Embracing Electronic Health Records

Lisa Moss Calderwood, MASenior Medical Writer

My primary doctor of the past 20 years has the tiniest handwriting. He’s fastidious about documenting what we discuss during exams and a visit with him is usually a solid half hour or more. I’ve learned to be patient and not speak while he’s writing. We have our routine: we chat, he examines me, we chat some more, and he takes his notes. His office hasn’t changed over the years either—the reception room’s wood paneling and travel photography have been the décor for as long as I’ve been a patient there, not to mention some of the posters on the wall in the exam rooms. I guess there’s some comfort in that constancy. But there are some not-so-small changes going on.
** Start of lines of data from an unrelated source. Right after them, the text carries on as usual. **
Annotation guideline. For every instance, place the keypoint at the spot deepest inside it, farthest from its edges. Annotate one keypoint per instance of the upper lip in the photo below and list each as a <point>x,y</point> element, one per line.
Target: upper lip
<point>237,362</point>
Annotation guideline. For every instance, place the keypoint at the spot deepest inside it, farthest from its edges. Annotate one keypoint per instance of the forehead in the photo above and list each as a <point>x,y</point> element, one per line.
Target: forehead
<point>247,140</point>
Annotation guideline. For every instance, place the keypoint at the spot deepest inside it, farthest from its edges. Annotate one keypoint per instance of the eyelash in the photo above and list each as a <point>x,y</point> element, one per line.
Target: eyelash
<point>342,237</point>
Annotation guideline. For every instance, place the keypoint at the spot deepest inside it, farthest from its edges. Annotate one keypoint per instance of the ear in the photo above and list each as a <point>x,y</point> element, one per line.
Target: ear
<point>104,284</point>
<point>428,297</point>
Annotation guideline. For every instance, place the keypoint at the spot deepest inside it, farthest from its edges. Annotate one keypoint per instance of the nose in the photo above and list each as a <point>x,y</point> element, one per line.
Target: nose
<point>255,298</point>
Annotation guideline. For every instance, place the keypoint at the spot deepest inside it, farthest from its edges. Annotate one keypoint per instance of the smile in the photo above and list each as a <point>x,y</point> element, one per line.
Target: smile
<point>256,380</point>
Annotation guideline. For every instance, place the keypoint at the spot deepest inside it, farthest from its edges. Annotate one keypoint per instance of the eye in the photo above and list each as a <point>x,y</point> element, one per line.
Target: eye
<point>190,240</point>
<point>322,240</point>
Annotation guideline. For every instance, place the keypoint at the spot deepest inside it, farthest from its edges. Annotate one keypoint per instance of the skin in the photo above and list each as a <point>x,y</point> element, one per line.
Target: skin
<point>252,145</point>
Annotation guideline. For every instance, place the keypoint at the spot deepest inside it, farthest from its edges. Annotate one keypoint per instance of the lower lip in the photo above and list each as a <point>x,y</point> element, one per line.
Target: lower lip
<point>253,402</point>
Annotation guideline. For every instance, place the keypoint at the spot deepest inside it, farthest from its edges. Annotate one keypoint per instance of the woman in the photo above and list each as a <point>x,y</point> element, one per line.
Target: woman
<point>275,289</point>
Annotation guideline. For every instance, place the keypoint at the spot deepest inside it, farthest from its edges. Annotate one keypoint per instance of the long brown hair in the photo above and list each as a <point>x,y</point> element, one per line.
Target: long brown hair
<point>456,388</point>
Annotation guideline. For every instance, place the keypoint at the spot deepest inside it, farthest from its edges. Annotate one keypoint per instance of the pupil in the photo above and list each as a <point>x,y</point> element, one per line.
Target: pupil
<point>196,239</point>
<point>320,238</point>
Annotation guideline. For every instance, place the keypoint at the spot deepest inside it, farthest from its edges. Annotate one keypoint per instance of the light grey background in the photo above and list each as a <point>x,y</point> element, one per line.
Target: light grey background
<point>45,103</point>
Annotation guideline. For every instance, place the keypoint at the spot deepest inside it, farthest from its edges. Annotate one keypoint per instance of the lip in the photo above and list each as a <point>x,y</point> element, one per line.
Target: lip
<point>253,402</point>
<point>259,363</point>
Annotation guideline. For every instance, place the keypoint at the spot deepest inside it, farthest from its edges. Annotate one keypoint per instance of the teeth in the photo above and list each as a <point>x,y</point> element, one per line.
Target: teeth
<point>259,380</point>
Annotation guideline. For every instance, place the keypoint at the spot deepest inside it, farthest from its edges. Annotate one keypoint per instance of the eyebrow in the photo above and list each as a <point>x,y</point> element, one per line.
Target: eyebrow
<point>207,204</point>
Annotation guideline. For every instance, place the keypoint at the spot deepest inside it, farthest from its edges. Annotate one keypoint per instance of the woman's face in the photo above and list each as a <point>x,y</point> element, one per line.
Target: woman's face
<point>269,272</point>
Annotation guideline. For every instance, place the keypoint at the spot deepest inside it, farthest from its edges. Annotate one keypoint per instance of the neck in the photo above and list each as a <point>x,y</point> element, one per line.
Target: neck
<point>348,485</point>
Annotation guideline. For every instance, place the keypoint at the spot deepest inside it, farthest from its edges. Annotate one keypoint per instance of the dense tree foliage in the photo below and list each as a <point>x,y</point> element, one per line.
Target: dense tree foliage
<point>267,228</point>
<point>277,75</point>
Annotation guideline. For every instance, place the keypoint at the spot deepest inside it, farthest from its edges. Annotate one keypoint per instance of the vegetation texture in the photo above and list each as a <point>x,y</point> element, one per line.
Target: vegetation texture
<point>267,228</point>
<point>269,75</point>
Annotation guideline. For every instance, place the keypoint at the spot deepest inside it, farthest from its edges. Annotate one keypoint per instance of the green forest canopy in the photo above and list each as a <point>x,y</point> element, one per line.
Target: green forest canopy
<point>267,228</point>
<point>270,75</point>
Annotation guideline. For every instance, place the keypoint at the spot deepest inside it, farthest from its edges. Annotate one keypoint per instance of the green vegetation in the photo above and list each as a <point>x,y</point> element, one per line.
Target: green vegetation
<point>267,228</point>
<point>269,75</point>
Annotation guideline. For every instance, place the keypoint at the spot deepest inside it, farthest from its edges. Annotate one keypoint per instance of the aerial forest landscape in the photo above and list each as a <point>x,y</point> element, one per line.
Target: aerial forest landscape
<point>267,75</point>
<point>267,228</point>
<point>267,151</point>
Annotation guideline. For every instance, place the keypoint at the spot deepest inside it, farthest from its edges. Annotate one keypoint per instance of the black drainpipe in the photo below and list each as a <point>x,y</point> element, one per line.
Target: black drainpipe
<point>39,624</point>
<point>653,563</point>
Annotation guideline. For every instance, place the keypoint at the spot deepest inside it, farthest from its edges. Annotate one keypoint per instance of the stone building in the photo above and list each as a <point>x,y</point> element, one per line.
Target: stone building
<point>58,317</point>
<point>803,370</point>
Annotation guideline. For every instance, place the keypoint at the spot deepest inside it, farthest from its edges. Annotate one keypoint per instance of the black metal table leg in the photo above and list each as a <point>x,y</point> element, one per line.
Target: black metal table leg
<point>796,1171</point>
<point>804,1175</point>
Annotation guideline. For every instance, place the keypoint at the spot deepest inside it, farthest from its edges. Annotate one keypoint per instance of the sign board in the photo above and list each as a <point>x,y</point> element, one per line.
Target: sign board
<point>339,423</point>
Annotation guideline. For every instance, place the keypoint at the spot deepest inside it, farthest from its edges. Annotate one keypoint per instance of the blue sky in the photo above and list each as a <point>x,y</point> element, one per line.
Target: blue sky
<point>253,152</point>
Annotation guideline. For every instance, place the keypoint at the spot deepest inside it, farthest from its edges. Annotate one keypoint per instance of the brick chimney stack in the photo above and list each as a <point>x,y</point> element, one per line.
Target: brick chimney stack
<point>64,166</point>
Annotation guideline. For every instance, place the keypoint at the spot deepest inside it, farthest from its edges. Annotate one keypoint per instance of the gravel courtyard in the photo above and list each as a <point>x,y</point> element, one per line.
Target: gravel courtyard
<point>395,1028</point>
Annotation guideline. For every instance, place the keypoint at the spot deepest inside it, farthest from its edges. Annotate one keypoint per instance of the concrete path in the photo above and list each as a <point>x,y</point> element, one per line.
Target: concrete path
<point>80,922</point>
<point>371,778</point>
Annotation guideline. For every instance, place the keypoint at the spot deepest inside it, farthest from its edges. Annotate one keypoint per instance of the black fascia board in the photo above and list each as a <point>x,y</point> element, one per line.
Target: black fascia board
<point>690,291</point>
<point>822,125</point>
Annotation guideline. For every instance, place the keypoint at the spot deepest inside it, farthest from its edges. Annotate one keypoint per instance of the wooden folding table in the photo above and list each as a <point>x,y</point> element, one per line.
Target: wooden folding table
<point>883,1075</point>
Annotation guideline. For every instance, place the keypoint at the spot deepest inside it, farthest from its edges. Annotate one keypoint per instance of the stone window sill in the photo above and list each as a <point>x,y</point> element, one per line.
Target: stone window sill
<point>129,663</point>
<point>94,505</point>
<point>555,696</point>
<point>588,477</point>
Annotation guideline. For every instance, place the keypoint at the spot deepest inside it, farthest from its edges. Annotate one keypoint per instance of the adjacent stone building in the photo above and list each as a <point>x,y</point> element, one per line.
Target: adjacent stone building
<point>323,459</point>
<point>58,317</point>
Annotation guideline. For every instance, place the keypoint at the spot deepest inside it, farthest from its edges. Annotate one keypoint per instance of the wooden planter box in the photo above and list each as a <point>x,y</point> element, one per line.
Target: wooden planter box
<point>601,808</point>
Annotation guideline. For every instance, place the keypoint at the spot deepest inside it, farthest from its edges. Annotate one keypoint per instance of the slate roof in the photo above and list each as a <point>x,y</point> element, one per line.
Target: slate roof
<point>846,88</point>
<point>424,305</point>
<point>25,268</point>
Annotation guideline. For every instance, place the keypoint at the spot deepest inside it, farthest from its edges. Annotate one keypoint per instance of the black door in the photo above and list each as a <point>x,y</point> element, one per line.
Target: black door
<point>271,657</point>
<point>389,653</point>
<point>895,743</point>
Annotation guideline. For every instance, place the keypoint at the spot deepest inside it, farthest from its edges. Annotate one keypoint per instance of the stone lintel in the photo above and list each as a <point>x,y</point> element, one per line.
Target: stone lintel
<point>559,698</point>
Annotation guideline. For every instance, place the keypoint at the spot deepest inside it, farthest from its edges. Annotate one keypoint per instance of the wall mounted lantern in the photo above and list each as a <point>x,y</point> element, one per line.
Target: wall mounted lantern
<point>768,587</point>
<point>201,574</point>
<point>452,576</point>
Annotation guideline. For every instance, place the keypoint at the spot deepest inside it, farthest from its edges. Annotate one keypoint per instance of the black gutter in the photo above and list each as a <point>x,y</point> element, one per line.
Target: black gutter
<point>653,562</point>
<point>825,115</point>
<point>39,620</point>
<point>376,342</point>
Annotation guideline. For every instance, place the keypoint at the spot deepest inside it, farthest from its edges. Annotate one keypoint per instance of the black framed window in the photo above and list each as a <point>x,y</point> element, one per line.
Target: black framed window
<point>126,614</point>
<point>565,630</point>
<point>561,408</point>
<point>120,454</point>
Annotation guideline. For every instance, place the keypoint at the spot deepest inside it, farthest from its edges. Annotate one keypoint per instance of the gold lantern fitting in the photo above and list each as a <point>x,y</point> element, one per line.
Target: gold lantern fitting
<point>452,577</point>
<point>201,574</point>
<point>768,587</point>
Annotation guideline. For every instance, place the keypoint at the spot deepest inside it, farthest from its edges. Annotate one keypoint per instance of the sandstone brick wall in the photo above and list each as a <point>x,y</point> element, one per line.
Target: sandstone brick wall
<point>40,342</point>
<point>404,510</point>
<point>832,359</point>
A couple of years ago my doctor and his wife, a family nurse practitioner who is part of the practice, began transferring thousands of patient files into electronic health records (EHR). At first it made me uncomfortable as everything I said seemed to be going into a huge database. I wondered how secure it was. Then I learned that he was following federally mandated guidelines for healthcare practitioners (HCPs) to have a certified EHR. Now when I see him, he turns to his laptop and enters everything electronically. It still seems to take the same amount of time, and I’m not sure if it’s because he types as carefully as he writes (and we still chit chat), but I imagine that my data is now in the EHR cloud. I still have to take out my reading glasses to read his writing on my prescriptions, so he’s still using that MD handwriting.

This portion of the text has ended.